A piece of Pittsburgh history vanished when “The Emperor Chaz” Chuck Noll died in his sleep on Friday night, June 12, 2014. Known for his great coaching skills and turning a losing team into a winning team in the span of a few short years, I think Chuck Noll was so much more than a coach.
This past weekend, I watched television interviews and read many complimentary articles about Coach Noll. As a young person in the 70’s, I remember what he did for the Steeler football team, which impacted the entire city of Pittsburgh. The success of the Steelers made every Pittsburgher feel successful. We became proud of our city again as we Pittsburghers were thrust into the national spotlight, even if Coach Noll shunned the spotlight for himself. In reflecting upon all of the media coverage of his passing and my own recollections, I have come to the conclusion that Chuck Noll was not “just” a coach; he was a teacher. In my opinion, he was a really great teacher. Chuck Noll was a man who believed in his players, and made them believe in themselves, as individuals and as a team. He set his expectations' bar extremely high. Just like any great teacher, he knew that whether he set his expectations high or low, his players would rise to meet them.
Coach Noll also taught the importance of being well prepared. One of my favorite quotes from Coach Noll is "Pressure is when you don't know what you're doing." His team was so prepared that there was no need to feel pressure or panic. Another great quote from him which illustrates the importance of preparedness is this one: “Leaving the game plan is a sign of panic, and panic is not in our game plan.” He was truly a man with a vision; his vision became the shared vision of the entire team; success followed. This quote from former linebacker Hall of Famer Jack Ham sums it up. "He was the glue. He was the guy that got all of us to buy into how to win a championship. He took the lead. Preparation. He always felt you don't win games on Sunday at 1 p.m., you win games in your preparation on Tuesday, Wednesday and Thursday at practice. I think we all bought into that." Yes, Chuck Noll was a great teacher.

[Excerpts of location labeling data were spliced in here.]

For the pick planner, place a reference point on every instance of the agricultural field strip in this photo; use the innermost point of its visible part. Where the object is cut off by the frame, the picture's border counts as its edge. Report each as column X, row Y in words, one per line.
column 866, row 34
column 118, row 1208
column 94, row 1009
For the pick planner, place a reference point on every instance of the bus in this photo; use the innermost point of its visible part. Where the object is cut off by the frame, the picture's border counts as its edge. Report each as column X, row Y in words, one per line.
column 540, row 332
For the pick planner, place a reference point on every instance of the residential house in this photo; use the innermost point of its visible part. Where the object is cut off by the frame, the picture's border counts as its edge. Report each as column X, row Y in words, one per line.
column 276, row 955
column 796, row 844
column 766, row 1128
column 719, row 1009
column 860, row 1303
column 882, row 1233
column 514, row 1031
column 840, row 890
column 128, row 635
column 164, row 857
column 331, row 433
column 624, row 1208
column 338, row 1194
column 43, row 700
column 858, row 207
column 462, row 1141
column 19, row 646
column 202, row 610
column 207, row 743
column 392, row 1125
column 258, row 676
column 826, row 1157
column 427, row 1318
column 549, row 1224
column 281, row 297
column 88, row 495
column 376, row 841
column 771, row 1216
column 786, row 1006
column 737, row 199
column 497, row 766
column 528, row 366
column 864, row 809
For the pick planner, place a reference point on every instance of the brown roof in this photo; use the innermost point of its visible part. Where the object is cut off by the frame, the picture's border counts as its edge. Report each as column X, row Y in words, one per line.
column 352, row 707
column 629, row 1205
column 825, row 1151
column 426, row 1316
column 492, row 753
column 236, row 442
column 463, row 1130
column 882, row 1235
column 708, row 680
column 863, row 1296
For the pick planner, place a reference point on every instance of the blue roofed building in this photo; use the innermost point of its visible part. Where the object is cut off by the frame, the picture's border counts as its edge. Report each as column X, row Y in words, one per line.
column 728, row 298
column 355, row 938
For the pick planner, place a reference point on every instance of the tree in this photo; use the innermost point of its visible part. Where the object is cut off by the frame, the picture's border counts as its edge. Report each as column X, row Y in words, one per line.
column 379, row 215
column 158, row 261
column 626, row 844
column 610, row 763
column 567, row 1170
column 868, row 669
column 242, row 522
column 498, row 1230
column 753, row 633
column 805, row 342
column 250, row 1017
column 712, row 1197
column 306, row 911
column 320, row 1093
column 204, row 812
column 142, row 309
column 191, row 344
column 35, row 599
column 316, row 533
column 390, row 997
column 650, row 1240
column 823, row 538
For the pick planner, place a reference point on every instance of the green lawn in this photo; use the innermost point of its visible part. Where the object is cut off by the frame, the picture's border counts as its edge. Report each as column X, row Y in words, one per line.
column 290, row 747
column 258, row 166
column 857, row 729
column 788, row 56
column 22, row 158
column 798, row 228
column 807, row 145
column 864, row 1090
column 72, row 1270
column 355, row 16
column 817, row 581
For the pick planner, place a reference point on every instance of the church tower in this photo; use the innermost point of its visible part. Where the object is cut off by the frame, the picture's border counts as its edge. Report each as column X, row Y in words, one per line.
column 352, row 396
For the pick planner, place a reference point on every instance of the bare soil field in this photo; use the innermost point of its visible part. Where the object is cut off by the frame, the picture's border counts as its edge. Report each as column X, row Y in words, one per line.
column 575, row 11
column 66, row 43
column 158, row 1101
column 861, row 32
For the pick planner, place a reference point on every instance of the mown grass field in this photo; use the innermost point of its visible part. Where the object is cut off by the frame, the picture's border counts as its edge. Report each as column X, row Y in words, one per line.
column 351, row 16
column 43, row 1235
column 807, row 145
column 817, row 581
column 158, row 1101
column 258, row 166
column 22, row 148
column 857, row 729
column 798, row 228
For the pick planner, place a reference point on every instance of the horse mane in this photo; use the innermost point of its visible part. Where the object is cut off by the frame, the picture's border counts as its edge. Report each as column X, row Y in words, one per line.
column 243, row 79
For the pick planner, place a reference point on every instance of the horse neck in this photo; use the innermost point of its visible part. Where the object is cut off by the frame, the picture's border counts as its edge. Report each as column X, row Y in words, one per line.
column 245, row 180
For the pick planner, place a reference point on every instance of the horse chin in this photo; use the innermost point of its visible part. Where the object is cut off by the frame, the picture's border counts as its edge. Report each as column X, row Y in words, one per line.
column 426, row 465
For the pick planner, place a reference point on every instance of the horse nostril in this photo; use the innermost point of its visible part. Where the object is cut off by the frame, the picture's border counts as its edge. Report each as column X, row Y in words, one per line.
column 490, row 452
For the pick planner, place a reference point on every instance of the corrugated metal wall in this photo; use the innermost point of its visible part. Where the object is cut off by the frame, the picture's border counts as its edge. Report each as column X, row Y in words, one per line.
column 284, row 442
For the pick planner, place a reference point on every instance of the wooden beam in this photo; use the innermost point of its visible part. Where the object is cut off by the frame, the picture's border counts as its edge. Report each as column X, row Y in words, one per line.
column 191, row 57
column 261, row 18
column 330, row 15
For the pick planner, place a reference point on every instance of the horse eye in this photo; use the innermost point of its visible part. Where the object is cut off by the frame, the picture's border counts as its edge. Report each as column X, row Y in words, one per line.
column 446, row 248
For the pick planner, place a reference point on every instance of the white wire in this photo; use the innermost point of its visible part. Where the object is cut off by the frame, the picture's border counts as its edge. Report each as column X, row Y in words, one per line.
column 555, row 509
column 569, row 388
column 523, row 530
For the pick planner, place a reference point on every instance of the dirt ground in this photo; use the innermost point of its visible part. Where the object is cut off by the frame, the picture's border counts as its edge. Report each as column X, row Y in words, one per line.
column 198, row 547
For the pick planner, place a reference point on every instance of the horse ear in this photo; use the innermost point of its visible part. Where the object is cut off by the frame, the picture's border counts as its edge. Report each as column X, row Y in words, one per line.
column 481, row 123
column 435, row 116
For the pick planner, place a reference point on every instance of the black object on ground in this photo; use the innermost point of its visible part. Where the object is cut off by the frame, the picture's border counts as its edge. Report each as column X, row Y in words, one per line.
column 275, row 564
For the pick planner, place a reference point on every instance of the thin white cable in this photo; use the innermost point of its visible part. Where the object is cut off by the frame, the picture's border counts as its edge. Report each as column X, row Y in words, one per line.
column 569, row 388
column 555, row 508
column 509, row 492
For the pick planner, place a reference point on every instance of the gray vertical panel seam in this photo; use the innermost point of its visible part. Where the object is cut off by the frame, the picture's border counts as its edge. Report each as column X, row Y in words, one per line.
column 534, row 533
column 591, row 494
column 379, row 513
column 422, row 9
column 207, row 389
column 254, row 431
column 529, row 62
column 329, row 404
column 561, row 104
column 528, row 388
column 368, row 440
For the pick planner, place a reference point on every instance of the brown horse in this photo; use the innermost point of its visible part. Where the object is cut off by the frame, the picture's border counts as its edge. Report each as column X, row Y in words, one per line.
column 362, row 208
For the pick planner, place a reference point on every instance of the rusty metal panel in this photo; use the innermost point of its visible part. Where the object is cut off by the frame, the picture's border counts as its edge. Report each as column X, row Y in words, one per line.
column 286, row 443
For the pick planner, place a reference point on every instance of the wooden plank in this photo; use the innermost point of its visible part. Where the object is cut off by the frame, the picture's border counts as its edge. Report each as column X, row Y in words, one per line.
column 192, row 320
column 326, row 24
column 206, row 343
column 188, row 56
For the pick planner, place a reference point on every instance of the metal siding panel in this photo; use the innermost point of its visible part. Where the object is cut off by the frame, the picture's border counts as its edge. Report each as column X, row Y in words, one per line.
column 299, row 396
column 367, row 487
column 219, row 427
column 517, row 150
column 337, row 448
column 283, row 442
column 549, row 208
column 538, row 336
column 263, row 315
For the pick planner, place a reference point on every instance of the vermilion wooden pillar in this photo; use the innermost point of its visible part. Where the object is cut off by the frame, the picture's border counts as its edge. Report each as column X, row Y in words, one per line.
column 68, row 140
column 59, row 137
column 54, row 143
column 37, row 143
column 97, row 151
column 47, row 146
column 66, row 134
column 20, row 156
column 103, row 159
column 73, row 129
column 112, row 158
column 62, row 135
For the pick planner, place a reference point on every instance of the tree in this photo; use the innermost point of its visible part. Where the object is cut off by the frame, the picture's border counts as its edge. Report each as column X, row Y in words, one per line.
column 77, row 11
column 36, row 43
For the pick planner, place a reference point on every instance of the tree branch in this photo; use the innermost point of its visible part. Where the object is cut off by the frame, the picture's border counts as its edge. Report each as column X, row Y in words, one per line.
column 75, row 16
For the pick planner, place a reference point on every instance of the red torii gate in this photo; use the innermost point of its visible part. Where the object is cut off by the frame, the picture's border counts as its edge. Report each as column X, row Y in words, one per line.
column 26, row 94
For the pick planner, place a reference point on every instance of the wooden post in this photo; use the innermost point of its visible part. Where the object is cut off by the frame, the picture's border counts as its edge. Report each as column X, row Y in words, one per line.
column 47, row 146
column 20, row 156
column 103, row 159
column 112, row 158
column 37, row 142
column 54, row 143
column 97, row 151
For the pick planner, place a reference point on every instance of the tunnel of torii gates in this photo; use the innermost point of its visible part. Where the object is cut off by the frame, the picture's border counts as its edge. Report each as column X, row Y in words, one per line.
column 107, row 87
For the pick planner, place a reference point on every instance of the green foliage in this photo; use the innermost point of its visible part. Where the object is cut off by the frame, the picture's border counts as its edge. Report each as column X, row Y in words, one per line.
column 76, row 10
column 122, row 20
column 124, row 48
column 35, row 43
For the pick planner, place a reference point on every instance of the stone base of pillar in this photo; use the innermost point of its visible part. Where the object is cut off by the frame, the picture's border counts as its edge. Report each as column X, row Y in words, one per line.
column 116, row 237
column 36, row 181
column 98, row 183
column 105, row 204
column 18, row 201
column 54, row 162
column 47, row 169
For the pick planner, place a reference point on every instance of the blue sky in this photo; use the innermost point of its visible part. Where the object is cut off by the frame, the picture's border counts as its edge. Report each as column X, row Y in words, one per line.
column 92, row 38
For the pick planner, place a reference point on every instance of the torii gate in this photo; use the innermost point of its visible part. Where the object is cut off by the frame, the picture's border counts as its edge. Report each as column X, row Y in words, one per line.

As a teacher, I also loved the way Coach Noll taught and made the team practice the concept of true teamwork, a concept easily translated to every classroom in the country. Sharing responsibilities and working together in the classroom or on a team are key elements for being successful in life. Here is Coach Noll’s opinion of teamwork: “I can’t tell you how much you gain, how much progress you can make, by working together as a team, by helping one another. You get much more done that way. If there’s anything the Steelers of the ‘70s epitomized, I think it was that teamwork.” When I think about the most successful classes I taught during my long tenure, I know that the classes in which the students worked together were the best for everyone, both students and me.
Finally, Chuck Noll was a wonderful teacher not just because he taught preparation and teamwork, but he knew that the life of a football player was short-lived at best, so he taught players how to move from football to “their life’s work”. Coach Noll did not just teach in the present tense, he prepared his students for the future. When you think of the big names from his teams, the men have moved on, contributing positively to society, becoming successful businessmen, and being involved with charity work, serving others. Perhaps this was his greatest success as a teacher: to be able to influence the lives of others in a positive manner, helping them to become better people. I feel sure that Coach was proud of his boys.
I am not a big football fan, but I am a huge Chuck Noll fan. I admire and respect his accomplishments as a coach, but I revere him for his teachings. Chuck Noll will always be remembered as a great coach, but I will always think of him as one of the best teachers I have ever known. His influence continues today, just as the influence of a good teacher is a small ripple in the lives of many, washing over the souls of students in ways they do not even realize. Goodbye, Emperor Chaz. You were the "Mr. Chips" of an era.